Fuck the Liberal Democrats

When my good friend Merrick went on at the Speaker’s Forum at this year’s Glastonbury Festival, he got slotted in before the Liberal Democrat leader Nick Clegg. This is what happened:

(Transcript here.)

When he first posted about it, someone piped up with concerns about Merrick’s tone.

The third question regards the (to me) overly aggressive attitude you took whilst you were talking about the Liberal Democrats. I was wondering how you thought it would come across to the general population of the UK? I compare this to the amiable way that Nick Clegg spoke after you.

Our culture’s gone through many cycles of upheaval, greater and lesser anger against the State and the failings of our elected representatives (and the lack of real alternative offered by their rivals). Direct action seeped into mainstream consciousness in the 1990s, mainly through environmental activism such as anti-road and anti-GM protests.

As the scientific evidence of the seriousness of our ecological blundering mounted, and the blundering continued apace, many assumed that the (supposedly) incoherent, “angry” approach to political action had failed. Corporations and the bland public reality they’ve created dominate, so the only game left is to work from within, they said. It’s the “smart” way forward; ranting from the sidelines simply engenders conflict and stand-offs, and doesn’t win over the public at large. People like “nice”, so that’s what we need to give them if we want to win them over.

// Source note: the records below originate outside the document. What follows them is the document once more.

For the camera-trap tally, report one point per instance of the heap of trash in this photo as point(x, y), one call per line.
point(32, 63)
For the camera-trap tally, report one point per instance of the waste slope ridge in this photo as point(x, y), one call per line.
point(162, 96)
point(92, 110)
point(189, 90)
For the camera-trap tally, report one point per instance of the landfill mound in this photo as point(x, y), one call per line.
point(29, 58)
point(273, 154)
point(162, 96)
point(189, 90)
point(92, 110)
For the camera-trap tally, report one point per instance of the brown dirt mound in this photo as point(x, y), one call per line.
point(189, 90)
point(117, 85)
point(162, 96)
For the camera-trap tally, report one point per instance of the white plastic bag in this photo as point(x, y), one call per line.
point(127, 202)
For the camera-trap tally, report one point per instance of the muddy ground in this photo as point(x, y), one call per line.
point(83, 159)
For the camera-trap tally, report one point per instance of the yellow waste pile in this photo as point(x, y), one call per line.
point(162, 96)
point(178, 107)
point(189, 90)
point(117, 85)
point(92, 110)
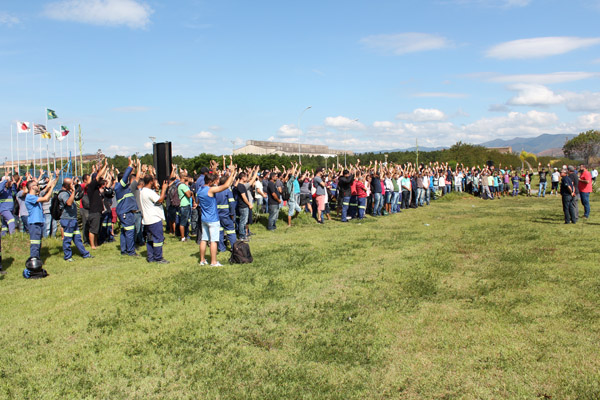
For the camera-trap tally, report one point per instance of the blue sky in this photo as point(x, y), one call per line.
point(205, 74)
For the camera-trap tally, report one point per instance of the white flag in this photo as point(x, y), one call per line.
point(23, 127)
point(58, 135)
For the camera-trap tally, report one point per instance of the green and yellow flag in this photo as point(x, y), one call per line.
point(51, 114)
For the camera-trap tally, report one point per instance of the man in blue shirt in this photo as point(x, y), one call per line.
point(68, 221)
point(210, 215)
point(33, 202)
point(126, 208)
point(8, 188)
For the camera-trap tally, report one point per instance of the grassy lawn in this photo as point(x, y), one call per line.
point(465, 299)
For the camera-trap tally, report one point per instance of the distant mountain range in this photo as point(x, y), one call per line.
point(543, 145)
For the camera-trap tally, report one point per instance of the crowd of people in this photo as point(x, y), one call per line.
point(219, 204)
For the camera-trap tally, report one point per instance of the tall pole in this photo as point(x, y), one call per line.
point(18, 152)
point(27, 150)
point(417, 143)
point(300, 132)
point(12, 157)
point(80, 151)
point(74, 151)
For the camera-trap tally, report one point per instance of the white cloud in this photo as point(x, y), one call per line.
point(130, 109)
point(288, 131)
point(544, 79)
point(534, 95)
point(441, 94)
point(422, 115)
point(589, 121)
point(403, 43)
point(132, 13)
point(539, 47)
point(343, 123)
point(586, 101)
point(174, 123)
point(8, 19)
point(204, 136)
point(495, 3)
point(498, 108)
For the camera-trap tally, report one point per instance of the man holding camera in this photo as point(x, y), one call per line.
point(68, 221)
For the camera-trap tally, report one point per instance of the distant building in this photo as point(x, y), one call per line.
point(502, 150)
point(288, 149)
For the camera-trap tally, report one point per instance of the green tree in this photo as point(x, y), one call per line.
point(585, 145)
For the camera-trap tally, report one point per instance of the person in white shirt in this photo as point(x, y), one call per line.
point(153, 215)
point(555, 180)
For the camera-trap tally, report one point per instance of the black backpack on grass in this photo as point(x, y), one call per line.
point(55, 208)
point(240, 253)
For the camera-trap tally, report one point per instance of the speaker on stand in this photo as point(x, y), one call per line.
point(162, 161)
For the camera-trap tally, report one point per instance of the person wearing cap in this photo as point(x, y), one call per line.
point(345, 189)
point(68, 221)
point(210, 214)
point(585, 188)
point(575, 179)
point(226, 211)
point(555, 180)
point(8, 188)
point(153, 216)
point(567, 191)
point(543, 173)
point(33, 202)
point(126, 208)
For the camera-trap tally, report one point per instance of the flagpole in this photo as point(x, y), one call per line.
point(80, 152)
point(33, 150)
point(74, 152)
point(12, 156)
point(18, 152)
point(26, 149)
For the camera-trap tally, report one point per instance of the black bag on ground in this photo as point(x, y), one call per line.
point(55, 208)
point(240, 253)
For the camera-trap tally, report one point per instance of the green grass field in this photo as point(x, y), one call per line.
point(465, 299)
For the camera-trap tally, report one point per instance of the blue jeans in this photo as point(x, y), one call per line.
point(585, 202)
point(395, 196)
point(273, 214)
point(420, 196)
point(542, 191)
point(243, 213)
point(72, 233)
point(377, 203)
point(345, 206)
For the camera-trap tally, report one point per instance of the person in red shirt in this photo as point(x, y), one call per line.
point(585, 188)
point(361, 195)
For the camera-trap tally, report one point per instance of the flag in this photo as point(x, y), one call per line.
point(39, 129)
point(23, 127)
point(59, 135)
point(51, 114)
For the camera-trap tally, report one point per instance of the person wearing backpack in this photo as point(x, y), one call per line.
point(173, 203)
point(126, 208)
point(33, 202)
point(68, 221)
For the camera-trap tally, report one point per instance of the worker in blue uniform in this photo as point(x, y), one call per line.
point(8, 189)
point(126, 208)
point(226, 210)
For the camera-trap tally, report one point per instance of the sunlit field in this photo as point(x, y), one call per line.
point(464, 299)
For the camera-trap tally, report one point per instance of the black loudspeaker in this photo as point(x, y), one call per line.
point(162, 161)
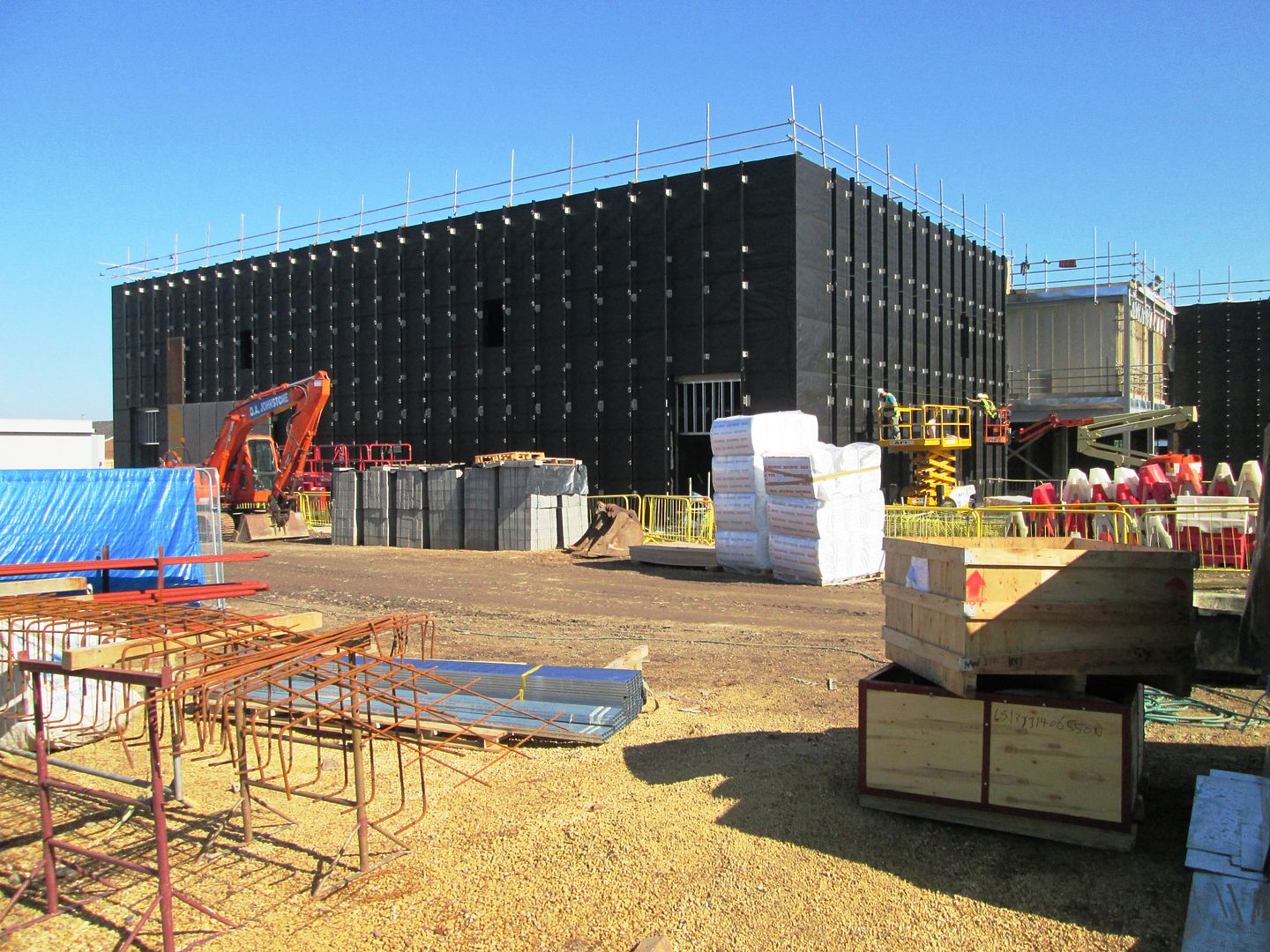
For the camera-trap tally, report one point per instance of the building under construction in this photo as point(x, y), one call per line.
point(611, 325)
point(1090, 340)
point(1223, 369)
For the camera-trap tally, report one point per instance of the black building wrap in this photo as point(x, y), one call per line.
point(564, 325)
point(1222, 367)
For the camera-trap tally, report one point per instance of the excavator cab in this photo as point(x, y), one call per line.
point(263, 456)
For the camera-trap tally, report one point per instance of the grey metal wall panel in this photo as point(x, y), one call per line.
point(1222, 367)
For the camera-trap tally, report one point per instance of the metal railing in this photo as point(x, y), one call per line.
point(677, 519)
point(946, 423)
point(315, 507)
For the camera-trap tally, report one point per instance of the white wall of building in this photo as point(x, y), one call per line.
point(49, 444)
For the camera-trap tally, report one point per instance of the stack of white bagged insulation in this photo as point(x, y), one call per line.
point(739, 444)
point(826, 513)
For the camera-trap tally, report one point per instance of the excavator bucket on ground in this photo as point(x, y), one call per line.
point(263, 527)
point(612, 532)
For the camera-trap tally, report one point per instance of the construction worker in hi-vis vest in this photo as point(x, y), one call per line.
point(886, 404)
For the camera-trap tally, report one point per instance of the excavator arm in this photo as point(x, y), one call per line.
point(308, 398)
point(1093, 439)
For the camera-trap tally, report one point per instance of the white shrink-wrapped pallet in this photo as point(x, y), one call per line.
point(736, 475)
point(826, 562)
point(742, 551)
point(761, 435)
point(811, 518)
point(825, 471)
point(741, 512)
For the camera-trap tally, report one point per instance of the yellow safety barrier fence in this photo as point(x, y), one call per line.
point(677, 519)
point(315, 507)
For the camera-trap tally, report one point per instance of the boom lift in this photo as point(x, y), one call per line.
point(259, 484)
point(1093, 438)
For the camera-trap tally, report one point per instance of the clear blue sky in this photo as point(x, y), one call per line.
point(124, 124)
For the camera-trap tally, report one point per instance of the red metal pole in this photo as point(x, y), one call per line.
point(46, 807)
point(161, 814)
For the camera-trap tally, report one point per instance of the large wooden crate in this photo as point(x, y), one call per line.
point(1062, 768)
point(959, 608)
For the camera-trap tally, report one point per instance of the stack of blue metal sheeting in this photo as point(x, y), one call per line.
point(582, 704)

There’s rarely a day goes by now that doesn’t show this attitude to be a load of shit. Of course, any intelligent person recognizes the value of tactics. However, I question the automatic association of anger with incoherence. I think this is a legacy of a culture—and I’m especially talking about my own country here, England—that seems constitutionally uncomfortable with strong human emotions. We lose coherence when angry because we’re entering alien territory, natural emotional landscapes that we’ve been alienated from.

Hatred, as Primal Scream said, will eat you whole, and has to be let go of. But all too often, in therapy, politics, and society in general, we confuse these twisted emotional brambles with the healthy shoots of anger. Our lack of emotional literacy leaves us prey to those who want us to “let go”, when actually they’re talking about repressing.

Merrick got quite a few boos at Glastonbury. The commenter on his blog took this as an indication that, if even such a left-leaning audience as Glastonbury Festival booed, the public at large would react badly to the anger expressed at the Lib Dem’s failure to offer a real alternative. Therefore, we should tone down our anger, and be more “amiable”, like Clegg. Better still, we could “let go” of our anger…

If you’re not angry—at least sometimes—at 99% of politicians today, you’re blind or numb, or both. And if you think the way forward is to publically make our emotions conform to the flattened landscape that is preferred by politics and corporations, where most of us are forced to live much of the time, you’re wrong. This public landscape, where spontaneous emotion is distrusted, and emotion and intelligence are forced apart, is the medium through which our catastrophic disconnection from nature and each other is expressed.

Anger isn’t a “solution”, and focused on to the exclusion of joy, sadness, compassion, and the rest of the spectrum (a reasonable working definition of “hate”), it can become as much of a distortion of humanity as its repression. But it’s precisely the amiable fuzziness, the tactical avoidance of anything uncomfortable or unseemly, of people like Clegg that has us continuing our trajectory towards ecological collapse.

The apocalypse is enabled with a whimper, not a bang.